Agar anggota keluarga tidak bosan selama perjalanan, Jetri kemudian mengajak mereka untuk menikmati kuliner di setiap kota yang dilewati. Saat melewati Cirebon, mereka mencari jajanan lokal seperti nasi jamblang dan empal gentong, sementara saat melintas di Brebes, membeli telur asin sebagai oleh-oleh.

Sukirman, warga Ciputat, Tengerang Selatan yang hendak berlebaran ke rumah mertua di Jepara, Jawa Tengah dengan menggunakan mobil pribadi bersama istri dan dua anak perempuannya mengaku sengaja mencari semua informasi terkait dengan lokasi wisata dan atraksi kuliner sepanjang Pantura.

photo
Pedagang menunggu pembeli oleh-oleh di jalur Pantura Kertasmaya, Indramayu, Jawa Barat, Selasa (12/6).
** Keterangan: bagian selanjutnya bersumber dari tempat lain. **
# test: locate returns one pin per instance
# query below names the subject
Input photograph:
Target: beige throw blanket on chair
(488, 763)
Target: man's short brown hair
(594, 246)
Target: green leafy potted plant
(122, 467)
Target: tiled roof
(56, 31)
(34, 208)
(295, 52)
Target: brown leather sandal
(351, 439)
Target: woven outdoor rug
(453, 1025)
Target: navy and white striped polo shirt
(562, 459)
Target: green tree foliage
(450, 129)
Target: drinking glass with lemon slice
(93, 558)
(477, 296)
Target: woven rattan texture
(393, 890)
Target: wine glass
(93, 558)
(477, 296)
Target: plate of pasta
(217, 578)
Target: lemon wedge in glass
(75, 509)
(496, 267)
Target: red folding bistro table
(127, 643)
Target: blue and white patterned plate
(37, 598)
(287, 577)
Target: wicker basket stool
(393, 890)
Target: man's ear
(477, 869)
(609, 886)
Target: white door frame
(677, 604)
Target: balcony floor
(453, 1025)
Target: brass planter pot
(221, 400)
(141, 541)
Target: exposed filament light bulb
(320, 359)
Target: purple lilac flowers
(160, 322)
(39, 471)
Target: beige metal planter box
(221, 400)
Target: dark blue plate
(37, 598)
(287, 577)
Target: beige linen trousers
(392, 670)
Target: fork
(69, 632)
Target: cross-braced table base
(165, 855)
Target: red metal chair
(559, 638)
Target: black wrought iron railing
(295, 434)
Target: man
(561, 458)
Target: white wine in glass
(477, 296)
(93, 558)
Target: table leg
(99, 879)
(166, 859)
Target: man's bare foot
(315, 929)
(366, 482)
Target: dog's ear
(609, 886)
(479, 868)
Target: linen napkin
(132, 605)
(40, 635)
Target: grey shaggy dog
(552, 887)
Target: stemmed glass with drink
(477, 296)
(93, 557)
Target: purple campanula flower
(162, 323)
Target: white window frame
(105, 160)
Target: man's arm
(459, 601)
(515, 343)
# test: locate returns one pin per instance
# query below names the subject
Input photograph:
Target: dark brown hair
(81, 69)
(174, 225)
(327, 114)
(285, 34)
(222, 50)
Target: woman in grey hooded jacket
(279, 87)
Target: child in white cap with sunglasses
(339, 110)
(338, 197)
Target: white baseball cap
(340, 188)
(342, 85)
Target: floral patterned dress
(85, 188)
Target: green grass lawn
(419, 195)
Dari hasil menjelajahi informasi melalui dunia maya tersebut, maka disusunlah jadwal perjalanan, mulai dari atraksi kuliner maupun tempat wisata yang bisa disinggahi, diantaranya Cirebon dengan empat gentong, tahu aci di Kota Tegal, nasi grombyang (Pemalang), dan rica-rica entog (Kendal).

"Kami sekeluarga mudik ke Jepara tanpa target harus cepat sampai, yang penting kami menikmati perjalanan sekaligus berwisata," kata pria berusia 50 tahun itu, yang ditemui saat mengisi bahan bakar di Pemalang.

Berbeda dengan suasana di jalan lintas barat, tengah atau timur Pulau Sumatera yang harus menembus hutan lebat dan puluhan kilometer jalan tanpa penduduk, Jalur Pantura justru tidak pernah sepi.

Pemudik tidak perlu merasa khawatir kalau seandainya kendaraan mogok di jalan atau memerlukan bantuan dalam keadaan darurat karena hampir tidak ada lagi hutan lebat yang dilalui.

Pulau Jawa ibarat Pulau Kota karena satu kota saling sambung menyambung tanpa hutan belantara yang membatasi wilayah, mulai dari Merak, Tangerang, Jakarta, Bekasi, Karawang, Cirebon, Pekalongan, Semarang, Kudus, Rembang, sampai Surabaya.

Dengan persiapan yang matang, perjalanan mudik maupun balik melalui Jalur Pantura dengan kendaraan pribadi, baik motor maupun mobil akan menjadi lebih menyenangkan.